NOT FOR DISTRIBUTION TO UNITED STATES NEWS WIRE SERVICES OR FOR DISSEMINATION IN THE UNITED STATES.
CALGARY, AB / ACCESSWIRE / December 6, 2022 / Touchstone Exploration Inc. (“Touchstone” or the “Company”) (TSX:TXP)(LSE:TXP) announces that further to the Company’s announcements dated December 5, 2022 and December 6, 2022 regarding the private placement in Canada (the “Canadian Private Placement”) and the proposed placing in the United Kingdom (the “UK Placing”) (together the “Fundraise”), Touchstone has raised aggregate gross proceeds of approximately US$13 million (approximately £11 million and C$18 million) through the placing of a total of 19,924,400 new Company common shares of no par value (the “Fundraise Shares”), at a price of 54.5 pence per Fundraise Share (C$0.90 per Fundraise Share in respect of the Canadian Private Placement) (the “Placing Price”).
Of the aggregate common shares to be issued pursuant to the Fundraise, the Company has placed 8,704,400 new common shares with investors in Canada at the Placing Price, raising gross proceeds of approximately US$5.8 million (approximately £4.8 million and C$7.8 million), and 11,220,000 new common shares with institutional investors in the United Kingdom (the “UK Placing Shares”), at the Placing Price, raising gross proceeds of approximately US$7.5 million (approximately £6.1 million and C$10.1 million).
Shore Capital and Corporate Limited and Shore Capital Stockbrokers Limited (together, “Shore Capital”) and Canaccord Genuity Limited (“Canaccord”) acted as Joint Bookrunners in connection with the UK Placing.

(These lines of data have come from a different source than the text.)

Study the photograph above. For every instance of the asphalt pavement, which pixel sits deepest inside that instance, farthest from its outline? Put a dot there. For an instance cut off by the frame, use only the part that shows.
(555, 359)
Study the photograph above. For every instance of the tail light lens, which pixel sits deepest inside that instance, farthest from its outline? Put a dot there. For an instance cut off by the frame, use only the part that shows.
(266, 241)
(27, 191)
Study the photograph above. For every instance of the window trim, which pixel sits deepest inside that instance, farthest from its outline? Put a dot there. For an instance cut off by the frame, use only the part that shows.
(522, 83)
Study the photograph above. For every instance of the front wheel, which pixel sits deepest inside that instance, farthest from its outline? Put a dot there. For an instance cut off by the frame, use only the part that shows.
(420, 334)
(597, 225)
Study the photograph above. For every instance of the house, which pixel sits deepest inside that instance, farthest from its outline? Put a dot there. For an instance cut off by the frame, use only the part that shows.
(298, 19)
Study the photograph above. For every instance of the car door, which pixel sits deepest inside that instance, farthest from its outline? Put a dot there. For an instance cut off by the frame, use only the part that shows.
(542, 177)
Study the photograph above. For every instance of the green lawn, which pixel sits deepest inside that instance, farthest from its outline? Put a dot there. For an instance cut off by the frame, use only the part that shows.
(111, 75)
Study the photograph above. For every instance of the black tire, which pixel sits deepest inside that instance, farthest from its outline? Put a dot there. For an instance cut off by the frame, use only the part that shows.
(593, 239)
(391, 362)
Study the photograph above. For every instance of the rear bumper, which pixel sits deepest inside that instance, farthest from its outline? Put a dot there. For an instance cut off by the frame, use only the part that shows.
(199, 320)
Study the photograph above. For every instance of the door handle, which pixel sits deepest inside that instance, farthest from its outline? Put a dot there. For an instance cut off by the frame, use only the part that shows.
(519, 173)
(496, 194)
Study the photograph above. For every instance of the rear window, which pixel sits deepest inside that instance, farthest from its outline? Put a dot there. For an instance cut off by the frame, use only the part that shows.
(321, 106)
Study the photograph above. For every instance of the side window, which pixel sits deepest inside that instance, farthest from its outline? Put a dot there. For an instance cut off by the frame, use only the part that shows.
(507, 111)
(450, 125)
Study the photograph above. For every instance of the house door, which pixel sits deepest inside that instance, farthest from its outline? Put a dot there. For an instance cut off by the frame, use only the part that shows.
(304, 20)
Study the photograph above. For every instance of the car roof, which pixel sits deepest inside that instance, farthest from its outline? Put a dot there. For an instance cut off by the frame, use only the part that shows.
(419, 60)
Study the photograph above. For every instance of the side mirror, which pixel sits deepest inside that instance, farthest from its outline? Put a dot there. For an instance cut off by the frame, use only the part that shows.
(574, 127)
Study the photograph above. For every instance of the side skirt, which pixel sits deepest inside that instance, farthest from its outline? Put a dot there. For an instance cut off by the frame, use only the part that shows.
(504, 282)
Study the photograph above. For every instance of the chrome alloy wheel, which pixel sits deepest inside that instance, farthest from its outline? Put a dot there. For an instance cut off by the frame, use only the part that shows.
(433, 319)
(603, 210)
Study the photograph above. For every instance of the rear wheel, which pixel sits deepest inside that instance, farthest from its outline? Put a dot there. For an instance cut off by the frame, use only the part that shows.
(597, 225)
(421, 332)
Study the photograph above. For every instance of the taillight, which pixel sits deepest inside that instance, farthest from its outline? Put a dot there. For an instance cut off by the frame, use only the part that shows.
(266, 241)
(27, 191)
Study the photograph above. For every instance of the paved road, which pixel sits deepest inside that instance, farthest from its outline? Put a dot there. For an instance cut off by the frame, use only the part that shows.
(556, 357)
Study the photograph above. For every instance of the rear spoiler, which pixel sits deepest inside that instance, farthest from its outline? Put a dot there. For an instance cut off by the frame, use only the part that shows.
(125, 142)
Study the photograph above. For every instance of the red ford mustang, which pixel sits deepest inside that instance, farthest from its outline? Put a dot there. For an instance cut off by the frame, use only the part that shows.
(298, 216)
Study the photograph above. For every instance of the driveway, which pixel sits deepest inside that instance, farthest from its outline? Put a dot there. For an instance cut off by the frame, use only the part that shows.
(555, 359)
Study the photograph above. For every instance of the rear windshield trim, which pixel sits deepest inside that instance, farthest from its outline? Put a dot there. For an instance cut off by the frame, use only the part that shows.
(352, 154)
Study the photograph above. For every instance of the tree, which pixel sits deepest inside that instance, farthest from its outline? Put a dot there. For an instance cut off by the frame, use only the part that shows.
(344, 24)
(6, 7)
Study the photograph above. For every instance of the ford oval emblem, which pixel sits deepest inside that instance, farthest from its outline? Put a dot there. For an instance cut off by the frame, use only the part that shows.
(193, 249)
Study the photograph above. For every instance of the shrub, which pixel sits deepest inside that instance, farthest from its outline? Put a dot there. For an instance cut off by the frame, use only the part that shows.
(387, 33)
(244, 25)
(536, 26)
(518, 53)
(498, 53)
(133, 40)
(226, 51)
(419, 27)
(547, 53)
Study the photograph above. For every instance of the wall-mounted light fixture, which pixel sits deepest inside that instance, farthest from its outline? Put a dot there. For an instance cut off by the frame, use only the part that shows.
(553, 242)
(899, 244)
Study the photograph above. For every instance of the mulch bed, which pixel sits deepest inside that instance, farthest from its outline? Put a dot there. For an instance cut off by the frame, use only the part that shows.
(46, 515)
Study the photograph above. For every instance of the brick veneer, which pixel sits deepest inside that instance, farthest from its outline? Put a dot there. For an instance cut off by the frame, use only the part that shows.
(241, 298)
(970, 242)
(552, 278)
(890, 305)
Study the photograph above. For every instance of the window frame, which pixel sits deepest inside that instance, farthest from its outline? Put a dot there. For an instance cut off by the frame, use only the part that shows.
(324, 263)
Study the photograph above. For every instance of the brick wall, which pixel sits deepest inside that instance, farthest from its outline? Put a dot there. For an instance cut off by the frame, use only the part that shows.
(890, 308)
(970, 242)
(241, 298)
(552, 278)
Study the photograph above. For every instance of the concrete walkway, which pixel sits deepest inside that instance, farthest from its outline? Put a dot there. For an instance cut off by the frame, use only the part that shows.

Paul R. Baay, President and Chief Executive Officer, commented:
“I am pleased to confirm the completion of our fundraising, with strong support from both existing and new shareholders. The Fundraise allows us to accelerate our exploration and development program on the Ortoire block, which has yielded excellent results to date. With Coho having recently been brought onto production and facility construction at Cascadura underway, we are making substantial progress towards becoming an energy production company of significant scale, with a range of additional exploration prospects. The Fundraise allows us to accelerate certain aspects of our exploration and development strategy while we focus resources on bringing Cascadura onto production. I look forward to updating shareholders on our progress.”
Listing and Voting Rights
Application will be made for the Fundraise Shares, which will rank pari passu with the Company’s existing issued share capital, to be admitted to trading on AIM (“Admission”) and the Toronto Stock Exchange. Subject to the conditions to the UK Placing set out in the Company’s announcement earlier today, December 6, 2022 the Fundraise Shares are expected to be issued and admitted to trading on AIM on December 14, 2022.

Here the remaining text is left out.